# Nissan Rims



## Doggy Daddy (Aug 21, 2002)

[/IMG] 

Can anyone out there tell me wher I can find these rims. If you can email me at [email protected]. Thank you


----------



## ScarCrow28 (May 14, 2002)

i've never seen those b4, not too bad, in fact those would be great for my winter tire set. i like them! 

did you see how much at the dealer????


----------



## AaroNX (Jun 18, 2002)

Those are factorys from a classic SER and the NX's. Try a junk yard.


----------



## Doggy Daddy (Aug 21, 2002)

People tell me that I can get them form junk yards, but the thing is I live in Barbados an we have verY little SER`S and NX2000 here.....like under 5 of them are here. So I would gladly appreciate if there is anyone out there can get a set for me that are in good condition and I would import the rims from them.
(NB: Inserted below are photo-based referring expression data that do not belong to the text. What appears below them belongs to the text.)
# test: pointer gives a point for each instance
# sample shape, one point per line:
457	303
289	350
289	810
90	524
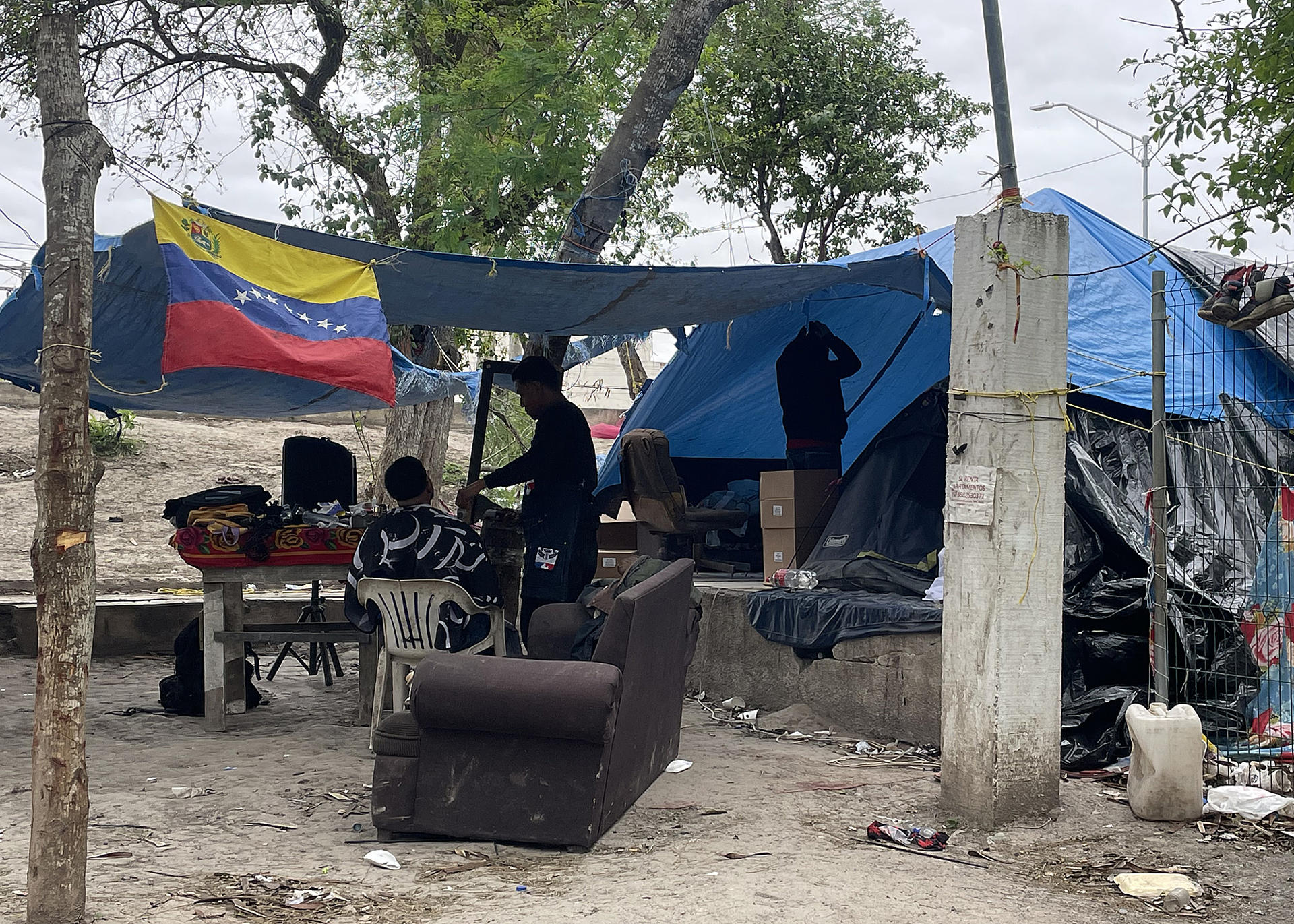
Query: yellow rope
127	394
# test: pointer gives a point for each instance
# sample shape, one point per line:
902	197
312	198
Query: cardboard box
782	545
796	513
617	534
620	532
796	483
613	562
797	499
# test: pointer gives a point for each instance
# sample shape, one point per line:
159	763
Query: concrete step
143	624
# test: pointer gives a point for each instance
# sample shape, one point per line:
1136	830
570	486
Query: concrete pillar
1004	519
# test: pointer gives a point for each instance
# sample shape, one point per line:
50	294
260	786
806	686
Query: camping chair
658	500
410	614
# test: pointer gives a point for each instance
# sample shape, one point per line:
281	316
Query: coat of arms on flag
241	301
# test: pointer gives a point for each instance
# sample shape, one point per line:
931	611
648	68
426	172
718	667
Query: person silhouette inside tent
813	406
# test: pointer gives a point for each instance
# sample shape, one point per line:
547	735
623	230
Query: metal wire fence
1223	513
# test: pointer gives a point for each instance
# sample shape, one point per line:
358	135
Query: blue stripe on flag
204	281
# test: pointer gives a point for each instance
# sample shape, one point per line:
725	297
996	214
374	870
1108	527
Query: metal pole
1001	102
1146	188
1160	499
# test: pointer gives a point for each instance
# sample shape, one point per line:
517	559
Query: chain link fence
1223	507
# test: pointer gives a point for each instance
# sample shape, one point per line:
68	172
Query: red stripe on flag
218	336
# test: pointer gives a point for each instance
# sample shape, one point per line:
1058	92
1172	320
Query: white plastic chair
410	614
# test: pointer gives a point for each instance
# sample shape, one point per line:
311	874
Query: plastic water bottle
1166	776
795	579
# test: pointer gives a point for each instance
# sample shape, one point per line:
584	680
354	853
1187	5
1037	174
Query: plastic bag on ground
1247	801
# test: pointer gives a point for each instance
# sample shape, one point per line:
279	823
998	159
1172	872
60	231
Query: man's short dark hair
537	369
405	479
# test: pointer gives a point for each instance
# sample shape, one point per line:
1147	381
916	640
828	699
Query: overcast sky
1056	49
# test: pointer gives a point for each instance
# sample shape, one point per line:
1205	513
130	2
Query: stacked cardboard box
617	543
795	506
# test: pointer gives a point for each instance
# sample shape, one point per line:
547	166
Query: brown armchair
543	751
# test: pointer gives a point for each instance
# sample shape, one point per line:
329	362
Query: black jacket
561	452
813	406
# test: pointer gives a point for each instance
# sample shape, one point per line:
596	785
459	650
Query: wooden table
224	675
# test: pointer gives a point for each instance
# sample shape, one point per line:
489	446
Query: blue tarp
718	398
416	288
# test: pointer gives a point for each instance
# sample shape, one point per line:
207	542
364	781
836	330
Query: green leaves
1227	104
820	119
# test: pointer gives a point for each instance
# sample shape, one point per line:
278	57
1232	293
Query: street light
1134	142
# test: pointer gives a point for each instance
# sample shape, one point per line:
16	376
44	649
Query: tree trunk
63	549
633	367
637	139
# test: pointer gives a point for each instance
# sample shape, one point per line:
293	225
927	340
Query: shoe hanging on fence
1226	303
1271	298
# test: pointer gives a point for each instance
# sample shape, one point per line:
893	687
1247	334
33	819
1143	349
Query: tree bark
636	142
633	367
63	549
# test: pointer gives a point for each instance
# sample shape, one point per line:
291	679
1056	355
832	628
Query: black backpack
183	691
253	495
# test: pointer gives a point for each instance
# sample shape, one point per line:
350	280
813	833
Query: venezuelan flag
241	301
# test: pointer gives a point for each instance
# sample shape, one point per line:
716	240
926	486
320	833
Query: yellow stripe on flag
306	275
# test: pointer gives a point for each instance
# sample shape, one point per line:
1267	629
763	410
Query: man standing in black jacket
558	517
813	408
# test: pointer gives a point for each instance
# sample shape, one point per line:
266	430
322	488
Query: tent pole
1001	104
1160	497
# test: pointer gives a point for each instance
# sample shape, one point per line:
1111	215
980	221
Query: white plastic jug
1166	777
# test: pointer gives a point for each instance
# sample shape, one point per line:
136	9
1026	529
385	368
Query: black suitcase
316	471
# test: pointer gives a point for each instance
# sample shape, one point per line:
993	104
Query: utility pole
63	548
1004	510
1138	146
1001	104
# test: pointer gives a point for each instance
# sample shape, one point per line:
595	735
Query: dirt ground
302	764
282	793
180	454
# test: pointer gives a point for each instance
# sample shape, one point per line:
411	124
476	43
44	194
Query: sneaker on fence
1271	298
1226	303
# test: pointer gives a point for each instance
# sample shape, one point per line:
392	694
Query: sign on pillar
1004	518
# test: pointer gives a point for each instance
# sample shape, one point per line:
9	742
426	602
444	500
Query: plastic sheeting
720	399
1219	474
1109	330
417	289
892	503
129	328
815	620
572	298
717	399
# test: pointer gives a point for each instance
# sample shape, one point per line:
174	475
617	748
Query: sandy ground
180	454
193	859
663	862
THANKS GUYS, PLEASE HELP ME OUT.


----------



## AaroNX (Jun 18, 2002)

OK I understand your position. Go here and put an ad in the classifieds. Someone should help you there.
http://64.146.50.250/index.php?s=


----------



## blownb310 (Jun 10, 2002)

Those wheels only came on the NX2000, not an SE-R. That makes them even tougher to find.


----------



## AaroNX (Jun 18, 2002)

They came on NX2000 and GTI-R's. My bad wasn't paying attention. I only have two of mine left and they have slicks on them.


----------



## Doggy Daddy (Aug 21, 2002)

Are you using the ones that are on slicks if you are you can sell me them.


----------



## AaroNX (Jun 18, 2002)

Actually my friend is using them. Sorry.


----------